Argumentasi juga tidak terlalu kuat, karena ia menilai di 2020 lalu kelesuan ekonomi masih menjadi problem bagi masyarakat sampai hari ini.
Baca juga: Pemilu Serentak Berat dan Rumit, KPU Akan Cari Formulasi untuk Laksanakan Pemilu dan Pilkada 2024
Maka menurutnya Jika argumen terkait pembiayaan dan stimulasi ekonomi membuat pemerintah enggan merevisi UU pemilu sangat aneh.
“Akan menjadi aneh, kalau kemudian penundaan Pilkada 2022-2023 itu dikaitkan dengan problem pembiayaan dan stimulasi ekonomi,” ujarnya.
Argumentasi yang menyebut undang-undang Pilkada yang terkini, yakni UU 10/2016 belum dilaksanakan, dimana salah satu pasalnya menyebut bahwa Pilkada Serentak akan dilaksanakan pada 2024.
Argumentasi tersebut dikatakannya sempat disebutkan oleh Menteri Sekretaris Negara (Mensesneg) Pratikno dan Kementerian Dalam Negeri (Kemendagri)

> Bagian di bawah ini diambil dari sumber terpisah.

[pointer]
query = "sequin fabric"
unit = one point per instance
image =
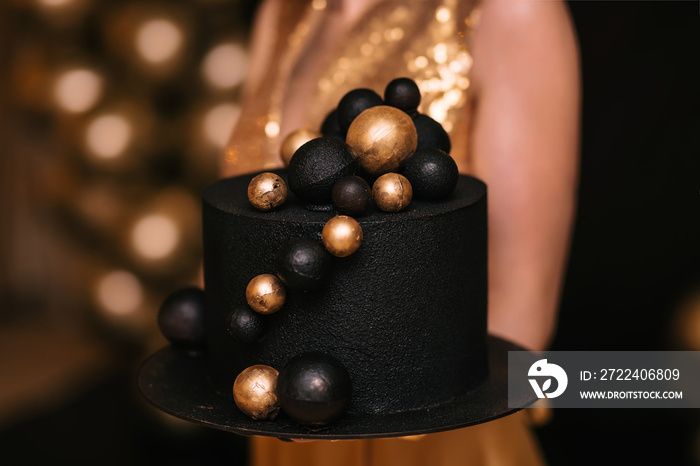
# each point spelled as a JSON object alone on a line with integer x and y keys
{"x": 428, "y": 41}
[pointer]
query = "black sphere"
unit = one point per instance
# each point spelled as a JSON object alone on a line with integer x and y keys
{"x": 431, "y": 134}
{"x": 330, "y": 127}
{"x": 353, "y": 103}
{"x": 351, "y": 195}
{"x": 181, "y": 319}
{"x": 403, "y": 93}
{"x": 433, "y": 174}
{"x": 303, "y": 264}
{"x": 314, "y": 389}
{"x": 316, "y": 166}
{"x": 245, "y": 325}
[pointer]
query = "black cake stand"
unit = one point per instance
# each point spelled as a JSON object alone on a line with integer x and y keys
{"x": 177, "y": 383}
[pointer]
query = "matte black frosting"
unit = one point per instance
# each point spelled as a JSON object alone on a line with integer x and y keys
{"x": 405, "y": 314}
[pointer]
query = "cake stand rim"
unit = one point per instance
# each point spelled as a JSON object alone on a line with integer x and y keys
{"x": 200, "y": 402}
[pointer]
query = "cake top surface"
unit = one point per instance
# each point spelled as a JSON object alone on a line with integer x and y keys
{"x": 229, "y": 195}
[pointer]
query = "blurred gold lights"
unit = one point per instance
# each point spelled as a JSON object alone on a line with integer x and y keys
{"x": 225, "y": 66}
{"x": 77, "y": 90}
{"x": 119, "y": 293}
{"x": 159, "y": 40}
{"x": 218, "y": 121}
{"x": 108, "y": 136}
{"x": 155, "y": 236}
{"x": 54, "y": 3}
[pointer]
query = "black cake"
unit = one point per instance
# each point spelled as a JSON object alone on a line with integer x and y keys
{"x": 405, "y": 314}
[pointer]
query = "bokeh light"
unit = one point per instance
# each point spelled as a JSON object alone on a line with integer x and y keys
{"x": 119, "y": 293}
{"x": 218, "y": 122}
{"x": 225, "y": 66}
{"x": 155, "y": 236}
{"x": 108, "y": 136}
{"x": 159, "y": 40}
{"x": 77, "y": 90}
{"x": 54, "y": 3}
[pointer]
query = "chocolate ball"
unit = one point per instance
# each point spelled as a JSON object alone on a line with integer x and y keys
{"x": 316, "y": 166}
{"x": 294, "y": 141}
{"x": 255, "y": 392}
{"x": 314, "y": 389}
{"x": 392, "y": 192}
{"x": 351, "y": 195}
{"x": 403, "y": 93}
{"x": 265, "y": 294}
{"x": 181, "y": 319}
{"x": 382, "y": 137}
{"x": 342, "y": 235}
{"x": 245, "y": 325}
{"x": 330, "y": 127}
{"x": 433, "y": 174}
{"x": 431, "y": 134}
{"x": 267, "y": 191}
{"x": 302, "y": 264}
{"x": 353, "y": 103}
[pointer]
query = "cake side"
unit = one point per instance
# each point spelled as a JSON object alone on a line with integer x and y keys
{"x": 405, "y": 314}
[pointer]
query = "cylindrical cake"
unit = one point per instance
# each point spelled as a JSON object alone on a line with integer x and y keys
{"x": 405, "y": 314}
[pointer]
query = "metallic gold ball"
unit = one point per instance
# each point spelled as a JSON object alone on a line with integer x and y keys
{"x": 265, "y": 294}
{"x": 295, "y": 140}
{"x": 342, "y": 235}
{"x": 267, "y": 191}
{"x": 255, "y": 392}
{"x": 392, "y": 192}
{"x": 382, "y": 137}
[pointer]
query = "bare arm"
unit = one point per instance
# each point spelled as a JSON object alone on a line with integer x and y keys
{"x": 525, "y": 146}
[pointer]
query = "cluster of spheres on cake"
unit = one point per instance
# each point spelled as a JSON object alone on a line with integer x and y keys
{"x": 366, "y": 141}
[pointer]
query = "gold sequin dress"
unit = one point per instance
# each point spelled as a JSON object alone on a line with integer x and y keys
{"x": 425, "y": 40}
{"x": 428, "y": 41}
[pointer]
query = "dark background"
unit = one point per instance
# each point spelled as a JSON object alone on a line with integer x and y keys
{"x": 632, "y": 283}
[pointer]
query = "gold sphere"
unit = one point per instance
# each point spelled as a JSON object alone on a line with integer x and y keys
{"x": 392, "y": 192}
{"x": 265, "y": 294}
{"x": 267, "y": 191}
{"x": 342, "y": 235}
{"x": 255, "y": 392}
{"x": 382, "y": 137}
{"x": 295, "y": 140}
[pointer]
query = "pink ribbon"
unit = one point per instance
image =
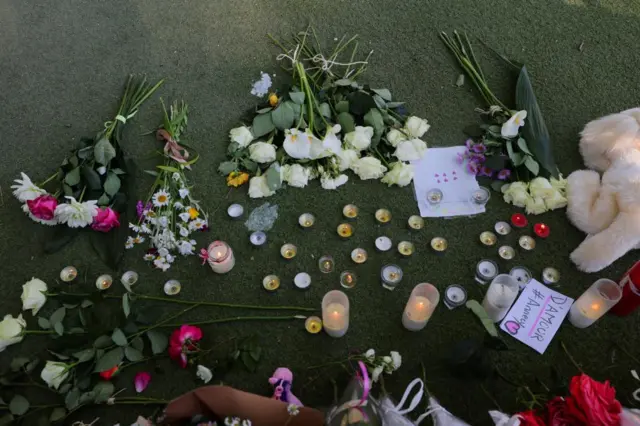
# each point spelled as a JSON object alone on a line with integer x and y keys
{"x": 172, "y": 148}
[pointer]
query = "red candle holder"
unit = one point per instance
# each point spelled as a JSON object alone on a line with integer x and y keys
{"x": 541, "y": 230}
{"x": 519, "y": 220}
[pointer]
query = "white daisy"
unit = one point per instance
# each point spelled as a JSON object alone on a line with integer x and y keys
{"x": 26, "y": 190}
{"x": 161, "y": 198}
{"x": 75, "y": 214}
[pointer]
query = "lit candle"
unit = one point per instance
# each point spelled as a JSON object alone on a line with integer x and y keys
{"x": 594, "y": 303}
{"x": 335, "y": 313}
{"x": 220, "y": 257}
{"x": 422, "y": 302}
{"x": 500, "y": 296}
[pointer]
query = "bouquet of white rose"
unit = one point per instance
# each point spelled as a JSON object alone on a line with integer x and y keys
{"x": 322, "y": 125}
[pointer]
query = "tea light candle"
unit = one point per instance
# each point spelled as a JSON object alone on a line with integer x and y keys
{"x": 501, "y": 294}
{"x": 406, "y": 248}
{"x": 383, "y": 243}
{"x": 345, "y": 230}
{"x": 335, "y": 313}
{"x": 271, "y": 283}
{"x": 104, "y": 282}
{"x": 306, "y": 220}
{"x": 415, "y": 222}
{"x": 325, "y": 263}
{"x": 68, "y": 274}
{"x": 594, "y": 303}
{"x": 486, "y": 270}
{"x": 383, "y": 216}
{"x": 422, "y": 302}
{"x": 172, "y": 287}
{"x": 488, "y": 238}
{"x": 302, "y": 280}
{"x": 348, "y": 279}
{"x": 359, "y": 255}
{"x": 288, "y": 251}
{"x": 391, "y": 275}
{"x": 313, "y": 325}
{"x": 350, "y": 211}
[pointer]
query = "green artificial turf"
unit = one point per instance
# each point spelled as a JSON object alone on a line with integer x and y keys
{"x": 64, "y": 64}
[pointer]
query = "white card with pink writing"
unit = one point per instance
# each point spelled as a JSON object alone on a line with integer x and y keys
{"x": 536, "y": 316}
{"x": 439, "y": 169}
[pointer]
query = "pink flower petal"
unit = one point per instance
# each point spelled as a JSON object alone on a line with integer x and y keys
{"x": 141, "y": 381}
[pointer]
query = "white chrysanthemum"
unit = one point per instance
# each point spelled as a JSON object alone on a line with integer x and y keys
{"x": 25, "y": 190}
{"x": 75, "y": 214}
{"x": 161, "y": 198}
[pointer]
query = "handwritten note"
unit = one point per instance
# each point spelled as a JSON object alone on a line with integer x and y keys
{"x": 536, "y": 316}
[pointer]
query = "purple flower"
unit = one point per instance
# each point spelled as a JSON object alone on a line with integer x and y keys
{"x": 504, "y": 174}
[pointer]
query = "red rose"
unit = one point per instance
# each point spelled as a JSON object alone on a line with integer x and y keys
{"x": 43, "y": 207}
{"x": 106, "y": 220}
{"x": 592, "y": 402}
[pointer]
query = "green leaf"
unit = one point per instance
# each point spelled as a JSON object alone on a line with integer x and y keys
{"x": 133, "y": 354}
{"x": 112, "y": 184}
{"x": 479, "y": 311}
{"x": 109, "y": 360}
{"x": 102, "y": 391}
{"x": 283, "y": 116}
{"x": 532, "y": 165}
{"x": 119, "y": 338}
{"x": 262, "y": 124}
{"x": 159, "y": 341}
{"x": 535, "y": 130}
{"x": 347, "y": 122}
{"x": 18, "y": 405}
{"x": 103, "y": 151}
{"x": 72, "y": 178}
{"x": 297, "y": 97}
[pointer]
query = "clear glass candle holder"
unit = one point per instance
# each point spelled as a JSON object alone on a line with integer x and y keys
{"x": 422, "y": 302}
{"x": 594, "y": 303}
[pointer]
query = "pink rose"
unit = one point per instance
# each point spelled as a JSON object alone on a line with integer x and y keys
{"x": 43, "y": 207}
{"x": 106, "y": 220}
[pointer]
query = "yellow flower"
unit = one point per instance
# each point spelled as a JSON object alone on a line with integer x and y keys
{"x": 237, "y": 178}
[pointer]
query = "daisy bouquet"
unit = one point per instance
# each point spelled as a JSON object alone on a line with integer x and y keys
{"x": 170, "y": 215}
{"x": 322, "y": 124}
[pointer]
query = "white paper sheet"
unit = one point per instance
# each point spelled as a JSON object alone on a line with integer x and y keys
{"x": 439, "y": 169}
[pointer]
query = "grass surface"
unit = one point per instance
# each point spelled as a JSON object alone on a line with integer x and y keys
{"x": 63, "y": 67}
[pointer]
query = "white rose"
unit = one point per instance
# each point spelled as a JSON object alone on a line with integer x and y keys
{"x": 400, "y": 174}
{"x": 360, "y": 138}
{"x": 11, "y": 330}
{"x": 262, "y": 152}
{"x": 395, "y": 136}
{"x": 410, "y": 150}
{"x": 368, "y": 168}
{"x": 241, "y": 135}
{"x": 54, "y": 373}
{"x": 329, "y": 182}
{"x": 295, "y": 175}
{"x": 416, "y": 126}
{"x": 33, "y": 295}
{"x": 346, "y": 159}
{"x": 258, "y": 187}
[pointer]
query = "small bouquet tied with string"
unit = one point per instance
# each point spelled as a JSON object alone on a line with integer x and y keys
{"x": 170, "y": 215}
{"x": 88, "y": 189}
{"x": 322, "y": 124}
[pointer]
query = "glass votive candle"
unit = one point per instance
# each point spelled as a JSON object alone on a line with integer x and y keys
{"x": 390, "y": 275}
{"x": 288, "y": 251}
{"x": 326, "y": 263}
{"x": 422, "y": 302}
{"x": 594, "y": 303}
{"x": 335, "y": 313}
{"x": 359, "y": 255}
{"x": 348, "y": 279}
{"x": 501, "y": 294}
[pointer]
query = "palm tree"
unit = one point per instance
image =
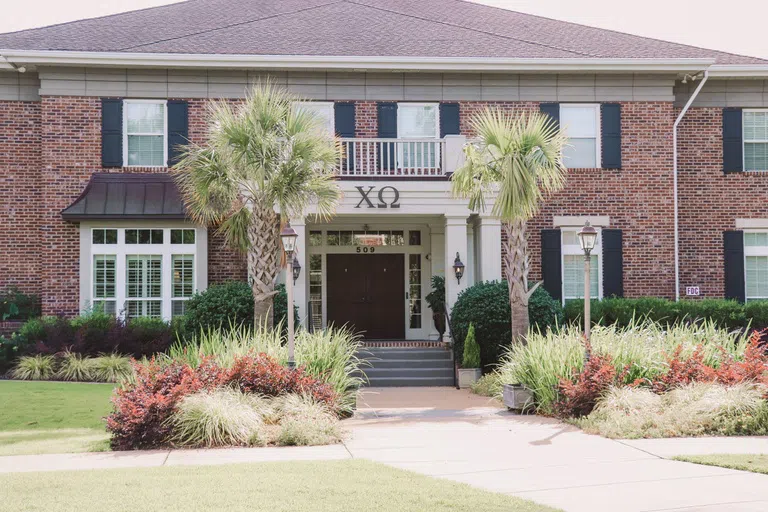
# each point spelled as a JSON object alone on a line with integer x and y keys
{"x": 520, "y": 161}
{"x": 262, "y": 162}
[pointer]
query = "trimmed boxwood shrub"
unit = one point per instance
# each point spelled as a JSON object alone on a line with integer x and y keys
{"x": 726, "y": 314}
{"x": 486, "y": 306}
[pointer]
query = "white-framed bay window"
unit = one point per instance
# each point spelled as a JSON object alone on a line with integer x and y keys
{"x": 145, "y": 133}
{"x": 755, "y": 136}
{"x": 756, "y": 265}
{"x": 573, "y": 265}
{"x": 323, "y": 110}
{"x": 135, "y": 270}
{"x": 581, "y": 123}
{"x": 420, "y": 122}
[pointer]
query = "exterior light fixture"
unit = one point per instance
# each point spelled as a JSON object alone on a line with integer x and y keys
{"x": 288, "y": 236}
{"x": 296, "y": 269}
{"x": 587, "y": 240}
{"x": 458, "y": 268}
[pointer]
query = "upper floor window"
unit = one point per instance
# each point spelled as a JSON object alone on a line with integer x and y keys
{"x": 756, "y": 140}
{"x": 573, "y": 265}
{"x": 145, "y": 132}
{"x": 756, "y": 265}
{"x": 581, "y": 123}
{"x": 323, "y": 110}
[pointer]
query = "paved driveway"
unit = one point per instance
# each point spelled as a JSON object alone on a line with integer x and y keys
{"x": 449, "y": 434}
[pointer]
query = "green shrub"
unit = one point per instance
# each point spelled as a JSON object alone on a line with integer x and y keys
{"x": 75, "y": 367}
{"x": 471, "y": 357}
{"x": 486, "y": 305}
{"x": 223, "y": 417}
{"x": 39, "y": 367}
{"x": 726, "y": 314}
{"x": 699, "y": 409}
{"x": 638, "y": 351}
{"x": 111, "y": 368}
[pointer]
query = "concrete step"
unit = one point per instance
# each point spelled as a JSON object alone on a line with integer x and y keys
{"x": 411, "y": 381}
{"x": 377, "y": 373}
{"x": 410, "y": 363}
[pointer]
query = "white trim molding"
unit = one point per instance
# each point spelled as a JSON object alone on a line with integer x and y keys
{"x": 602, "y": 221}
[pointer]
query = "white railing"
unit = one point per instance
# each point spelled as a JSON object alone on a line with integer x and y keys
{"x": 392, "y": 157}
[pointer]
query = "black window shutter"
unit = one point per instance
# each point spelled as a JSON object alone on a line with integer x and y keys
{"x": 551, "y": 272}
{"x": 387, "y": 113}
{"x": 178, "y": 129}
{"x": 553, "y": 111}
{"x": 611, "y": 143}
{"x": 449, "y": 119}
{"x": 732, "y": 141}
{"x": 733, "y": 255}
{"x": 613, "y": 263}
{"x": 111, "y": 132}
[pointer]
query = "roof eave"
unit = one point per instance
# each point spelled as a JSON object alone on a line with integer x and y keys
{"x": 486, "y": 64}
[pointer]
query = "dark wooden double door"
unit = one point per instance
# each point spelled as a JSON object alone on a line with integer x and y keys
{"x": 367, "y": 293}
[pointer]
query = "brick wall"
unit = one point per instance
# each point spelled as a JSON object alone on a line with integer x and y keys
{"x": 20, "y": 196}
{"x": 710, "y": 201}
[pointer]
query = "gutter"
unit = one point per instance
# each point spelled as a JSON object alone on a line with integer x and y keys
{"x": 674, "y": 145}
{"x": 358, "y": 63}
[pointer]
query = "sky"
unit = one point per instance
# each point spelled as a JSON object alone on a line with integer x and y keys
{"x": 737, "y": 26}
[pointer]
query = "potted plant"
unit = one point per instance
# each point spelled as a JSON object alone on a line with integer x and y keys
{"x": 436, "y": 301}
{"x": 470, "y": 370}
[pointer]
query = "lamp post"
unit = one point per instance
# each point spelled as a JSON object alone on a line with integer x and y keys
{"x": 587, "y": 240}
{"x": 288, "y": 236}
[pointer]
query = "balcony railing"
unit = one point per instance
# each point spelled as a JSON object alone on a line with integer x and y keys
{"x": 393, "y": 158}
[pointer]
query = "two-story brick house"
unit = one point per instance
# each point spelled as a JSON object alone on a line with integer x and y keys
{"x": 90, "y": 112}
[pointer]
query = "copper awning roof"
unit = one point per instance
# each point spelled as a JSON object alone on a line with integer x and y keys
{"x": 127, "y": 196}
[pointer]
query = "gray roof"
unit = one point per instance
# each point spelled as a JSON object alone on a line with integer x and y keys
{"x": 396, "y": 28}
{"x": 127, "y": 196}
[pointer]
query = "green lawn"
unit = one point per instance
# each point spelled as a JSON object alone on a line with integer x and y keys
{"x": 273, "y": 486}
{"x": 755, "y": 463}
{"x": 52, "y": 417}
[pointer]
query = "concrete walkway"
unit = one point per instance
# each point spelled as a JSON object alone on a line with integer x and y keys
{"x": 450, "y": 434}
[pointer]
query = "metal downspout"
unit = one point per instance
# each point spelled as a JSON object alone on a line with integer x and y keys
{"x": 674, "y": 144}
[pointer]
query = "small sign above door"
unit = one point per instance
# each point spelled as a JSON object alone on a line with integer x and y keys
{"x": 388, "y": 197}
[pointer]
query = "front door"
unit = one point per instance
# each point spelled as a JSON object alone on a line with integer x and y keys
{"x": 367, "y": 292}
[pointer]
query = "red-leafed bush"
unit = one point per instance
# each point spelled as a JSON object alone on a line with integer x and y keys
{"x": 264, "y": 375}
{"x": 578, "y": 397}
{"x": 139, "y": 418}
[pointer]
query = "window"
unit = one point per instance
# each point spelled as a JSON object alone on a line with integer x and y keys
{"x": 104, "y": 279}
{"x": 183, "y": 282}
{"x": 573, "y": 266}
{"x": 144, "y": 133}
{"x": 755, "y": 140}
{"x": 756, "y": 265}
{"x": 323, "y": 110}
{"x": 143, "y": 285}
{"x": 582, "y": 125}
{"x": 418, "y": 121}
{"x": 143, "y": 271}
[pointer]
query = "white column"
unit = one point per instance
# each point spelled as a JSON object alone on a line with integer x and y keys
{"x": 300, "y": 288}
{"x": 455, "y": 242}
{"x": 490, "y": 249}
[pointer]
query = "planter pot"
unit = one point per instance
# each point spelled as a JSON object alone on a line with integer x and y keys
{"x": 468, "y": 376}
{"x": 517, "y": 397}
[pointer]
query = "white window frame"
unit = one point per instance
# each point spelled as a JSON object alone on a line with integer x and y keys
{"x": 744, "y": 139}
{"x": 121, "y": 250}
{"x": 165, "y": 133}
{"x": 576, "y": 250}
{"x": 325, "y": 105}
{"x": 752, "y": 251}
{"x": 598, "y": 129}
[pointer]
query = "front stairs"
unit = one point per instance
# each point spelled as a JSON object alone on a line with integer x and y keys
{"x": 393, "y": 365}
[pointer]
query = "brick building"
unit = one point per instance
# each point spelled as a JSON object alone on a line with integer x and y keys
{"x": 90, "y": 113}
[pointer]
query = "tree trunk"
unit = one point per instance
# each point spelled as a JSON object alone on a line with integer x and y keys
{"x": 516, "y": 273}
{"x": 264, "y": 257}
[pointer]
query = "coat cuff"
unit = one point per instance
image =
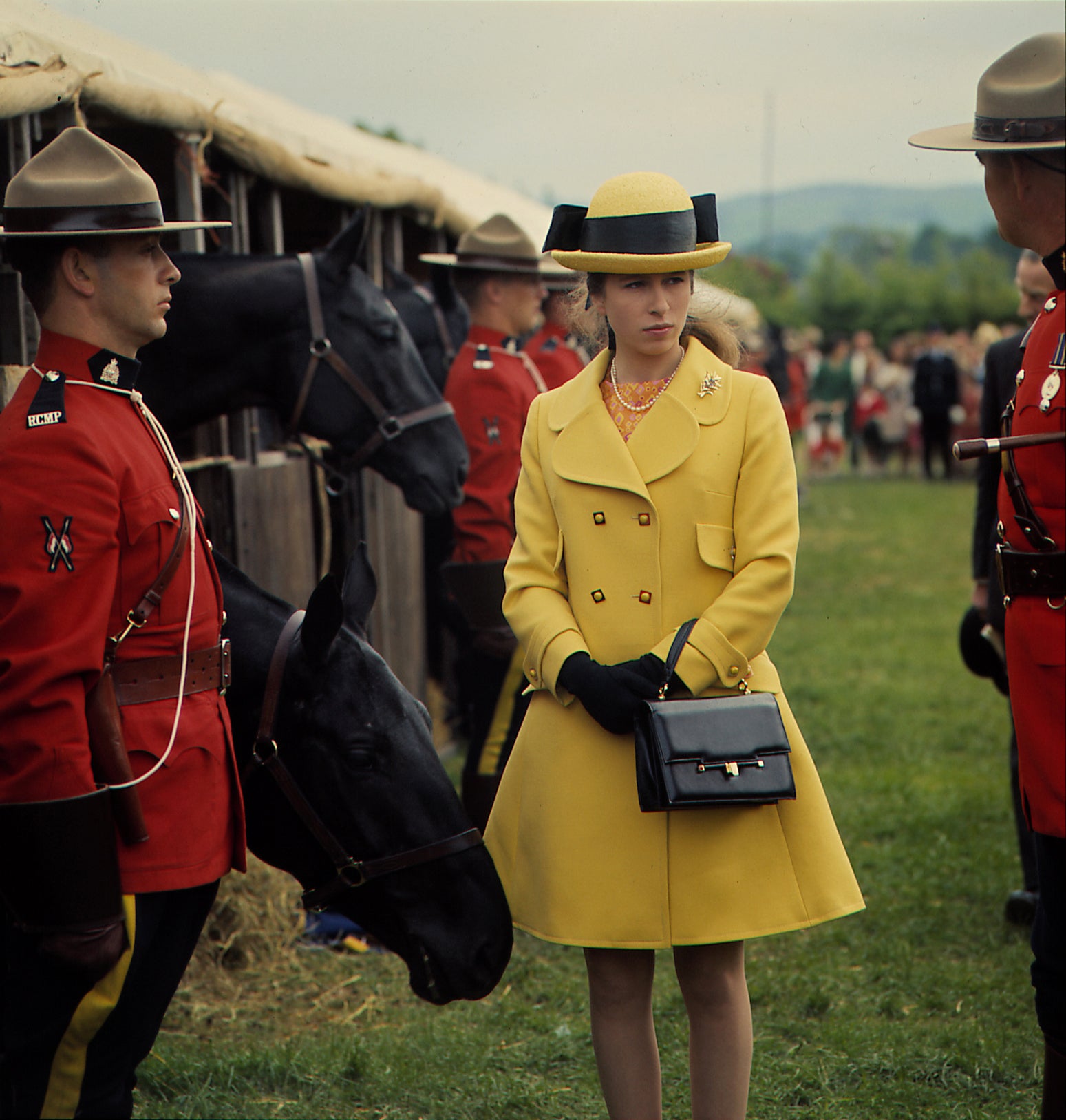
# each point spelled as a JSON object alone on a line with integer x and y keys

Argumentasi itu menurutnya juga tidak kalah problematik, sebab menurutnya dalam pandangan yang lebih progresif undang-undang Pilkada bukan sesuatu yang statis.
Undang-undang Pilkada justru menurutnya perlu responsive dan bahkan antisipatif terhadap kondisi.
“Jadi kita tidak perlu meletakan ini sebagai sesuatu yang tidak kontekstual dengan perkembangan politik dan perkembangan lainnya. Saya justru mengkritisi bahwa tampaknya para legislator kita tidak cukup visioner. Merancang undang-undang tidak mempertimbangkan kepentingan yang lebih luas dan juga jangkauan yang lebih kedepan,” katanya.
Arif khawatir bahwa keengganan untuk merevisi UU Pemilu lebih terkait pada peluang kemenangan dalam berbagai konteks electoral baik di daerah maupun di nasional yang berdampak pada kekuatan politik, terutama pada anggota koalisi.
“Sayang bahwa isu revisi ini dalam minggu-minggu terakhir terdegradasi hanya sekadar persoalan Pilkada ini mau diselenggarakan 2022-2023 atau di 2024. Padahal isu revisi ini jauh lebih kompleks,” ujarnya.